Posted : Tuesday Dec 7, 2010 14:46:27 EST
After taking samples, scientists found fungi, bacteria and heavy metals — including uranium — that could all cause long-term health effects.
“You can see the dust,” said Dale Griffin, an environmental public health microbiologist with the U.S. Geologic Survey. “It’s what we can’t see that will get you.”
Three recent reports detail the problems, and Griffin said there are more to come.
Capt. Mark Lyles, who chairs the medical sciences and biotechnology department at the Center for Naval Warfare Studies, part of the Naval War College, co-authored with Griffin a report that they presented last year at the International Seminars on Planetary Emergencies in Italy.
The paper summarized their analysis of sand samples taken in 2004 in Iraq and Kuwait, which revealed a “significant biodiversity of bacterial, fungi and viruses of which 25 percent are known pathogens.”
Just as troubling, according to the paper, was the presence of 37 elements — including 15 bioactive metals, including uranium, known to cause serious, long-term health effects in humans.
In a separate study, Griffin researched dust in Kuwait and around the world, and reviewed other studies, and found that bacteria can be carried by the wind. He said that finding contradicts military researchers during the 1991 Persian Gulf War era who did no microbiological research because they incorrectly concluded the region was too hot for anything to live in the desert sand.
A recent Military Times analysis of military health data from 2001 to 2009 showed the rate of respiratory issues among active-duty troops rose by 32 percent; cardiovascular disease rose 30 percent; pregnancy and birth complications were up 47 percent; and neurological conditions, such as multiple sclerosis and Parkinson’s disease, were up nearly 200 percent.
The National Research Council of the National Academies released a report this year that said the Defense Department’s Enhanced Particulate Matter Surveillance Program needs to be reworked, and that the military lacked sufficient data to properly study the health effects of particulate matter exposure.
That report came in the wake of two other military studies — one that looked at various health concerns, and another that looked specifically at heart and respiratory issues. Neither had found any connection to exposure to particulate matter.
But the National Academies report stated that “a large body of epidemiologic research has shown associations between short- and long-term exposures to particulate matter and a broad array of respiratory and cardiovascular effects in the general population and in susceptible people.”
The tiniest particles — up to 1,000 of which can sit on the head of a pin — embed deeply in the lungs along with whatever matter they carry. Griffin said he worries that the combination of bacteria, fungi and metal found in Iraq and Afghanistan can further complicate the health risks to U.S. combat troops.
Noting the rise in respiratory and heart problems over the past decade, Griffin said, “If you look at the [civilian] population, you don’t see these numbers.”

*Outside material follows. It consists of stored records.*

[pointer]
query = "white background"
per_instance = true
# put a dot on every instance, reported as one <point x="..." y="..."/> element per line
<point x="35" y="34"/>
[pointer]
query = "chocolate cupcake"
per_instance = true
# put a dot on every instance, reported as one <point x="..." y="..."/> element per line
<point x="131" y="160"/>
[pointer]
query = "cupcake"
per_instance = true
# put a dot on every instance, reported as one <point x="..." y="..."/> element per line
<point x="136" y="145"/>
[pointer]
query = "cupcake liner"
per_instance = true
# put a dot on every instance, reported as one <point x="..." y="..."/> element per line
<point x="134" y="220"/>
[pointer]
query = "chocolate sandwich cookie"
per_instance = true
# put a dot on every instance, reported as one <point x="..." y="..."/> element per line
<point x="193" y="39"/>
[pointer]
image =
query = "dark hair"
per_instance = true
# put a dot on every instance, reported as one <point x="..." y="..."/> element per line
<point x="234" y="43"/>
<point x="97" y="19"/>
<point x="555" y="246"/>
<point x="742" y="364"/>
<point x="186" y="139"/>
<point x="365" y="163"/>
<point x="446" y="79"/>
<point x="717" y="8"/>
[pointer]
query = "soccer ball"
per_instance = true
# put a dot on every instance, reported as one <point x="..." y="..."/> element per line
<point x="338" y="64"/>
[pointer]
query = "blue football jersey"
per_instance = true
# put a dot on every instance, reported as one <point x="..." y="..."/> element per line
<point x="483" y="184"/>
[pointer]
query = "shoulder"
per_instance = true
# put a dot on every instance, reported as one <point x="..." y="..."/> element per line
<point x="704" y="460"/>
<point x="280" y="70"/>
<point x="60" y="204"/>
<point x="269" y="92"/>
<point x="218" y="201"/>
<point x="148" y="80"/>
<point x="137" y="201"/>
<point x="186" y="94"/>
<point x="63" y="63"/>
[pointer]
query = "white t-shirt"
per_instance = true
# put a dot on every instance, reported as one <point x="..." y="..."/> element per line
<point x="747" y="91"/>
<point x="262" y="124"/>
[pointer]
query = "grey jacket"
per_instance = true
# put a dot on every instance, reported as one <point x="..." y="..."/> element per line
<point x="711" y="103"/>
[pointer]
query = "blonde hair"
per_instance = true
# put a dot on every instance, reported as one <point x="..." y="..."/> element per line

Service members are generally “a healthy group, too,” he added. “You would think they’d be less susceptible.”
Microbiologists Dale Griffin of the U.S. Geologic Survey and Capt. Mark Lyles of the Naval War College analyzed dust samples taken in Iraq and Kuwait in 2004 and found a wide range of heavy metals at rates in excess of World Health Organization maximum safe exposure guidelines. Some don’t even have maximum exposure guidelines because they are not expected to be present in airborne dust. The elements of “greatest concern” and the proportions found in dust samples:
• Arsenic at 10 parts per million: poisonous and can cause long-term health effects or death.
• Chromium at 52 parts per million: linked to lung cancer and respiratory ailments.
• Lead at 138 parts per million: can lead to headaches, nausea, muscle weakness and fatigue.
• Nickel at 562 parts per million: can lead to lung cancer, respiratory issues, birth defects and heart disorders.
• Cobalt at 10 parts per million: can lead to asthma and pneumonia.
• Strontium at 2,700 parts per million: linked to cancer.
• Tin at 8 parts per million: can cause depression, liver damage, immune system and chromosomal disorders, a shortage of red blood cells, and brain damage that can lead to anger, sleeping disorders, forgetfulness and headaches.
• Vanadium at 49 parts per million: can cause lung and eye irritation, damage to the nervous system, behavioral changes and nervousness.
• Zinc at 206 parts per million: can cause anemia and nervous system disorders.
• Manganese at 352 parts per million: linked to metabolic issues, Parkinson’s disease and bronchitis.
• Barium at 463 parts per million: can cause breathing problems, heart palpitations, muscle weakness and heart and liver damage.
• Aluminum at 7,521 parts per million. Aluminum was of particular concern to Lyles and Griffin because the metal has recently been linked to “multiple sclerosis and other neurological diseases.”